32.

14.2K 1.3K 653
                                    

Jangan lupa tinggalkan jejak berupa vote dan komen. Terima kasih.
_______________________________________

Perlahan, Aksa mulai membuka mata. Aroma khas rumah sakit menyeruak di indra penciumannya. Sejenak, Aksa mengamati ruangan di mana ia berada sekarang. Ini di rumah sakit, batin Aksa.

"Aksa," panggil seseorang yang berada di ambang pintu dengan ekspresi datar. Ia pun menghampiri Aksa, lalu duduk di kursi yang berada di sisi brankar.

"An--Andini?"

Ya, Andini adalah orang yang melihat Aksa tak sadarkan diri di depan gerbang rumah Cia--sahabatnya. Ia juga yang membawa Aksa ke rumah sakit.

"Kenapa lo bawa gue ke rumah sakit? Gue harus pulang sekarang," ujar Aksa dengan suara parau. Ia mencoba untuk mengubah posisinya menjadi duduk dan melepas selang infusnya. Jika tidak, dari mana ia bisa membayar biaya rumah sakit? Ia saja hanya membawa uang dua puluh ribu rupiah di saku celananya.

"Lo nyembunyiin sesuatu kan, Aksa?"

Ucapan Andini barusan berhasil membuat Aksa menegang di tempat.

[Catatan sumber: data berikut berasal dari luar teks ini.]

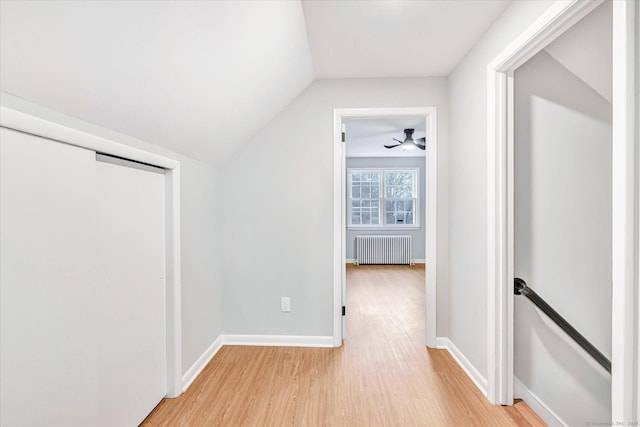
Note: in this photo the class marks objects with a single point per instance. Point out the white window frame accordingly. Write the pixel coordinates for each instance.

Apakah Andini mengetahui kalau sekarang ia menjadi seorang pemulung dan pengamen?

"Maksud lo?"

"Kata Dokter Edgar lo sakit," ujar Andini.

Mendengar nama Dokter Edgar disebut-sebut membuat Aksa berharap semoga saja Dokter Edgar tidak memberitahu penyakit yang dideritanya pada Andini.

Aksa tahu Dokter Edgar, dia mengenalnya, karena Dokter Edgarlah yang menangani penyakitnya. Dan berjanji tidak akan memberitahukan penyakit yang diderita Aksa pada semua orang.

Senyum di wajah tampan Aksa sedikit demi sedikit mulai mengembang. "Iya, paling gue terlalu kecapekan, makanya pingsan. Sakit gue nggak parah kok." Dengan mudahnya Aksa berkata demikian, padahal jelas-jelas apa yang diucapkan Dokter Edgar jauh berbeda dari apa yang diucapkan oleh Aksa barusan.

Andini pun menggelengkan kepalanya. "Lo sakit kanker paru-paru stadium 4, dan lo bilang penyakit lo itu nggak parah?!" Ia tak habis dengan pemikiran Aksa. Aksa menganggap bahwa penyakitnya adalah penyakit biasa pada umumnya, yang jika disuruh minum obat saja bisa cepat sembuh.

"Gue mohon, lo jangan kasih tau siapa-siapa tentang penyakit gue." Aksa mengatupkan kedua tangannya di depan Andini.

Sontak, kedua mata Andini membulat sempurna. Jadi, Aksa menyembunyikan penyakitnya dari semua orang? Mengapa?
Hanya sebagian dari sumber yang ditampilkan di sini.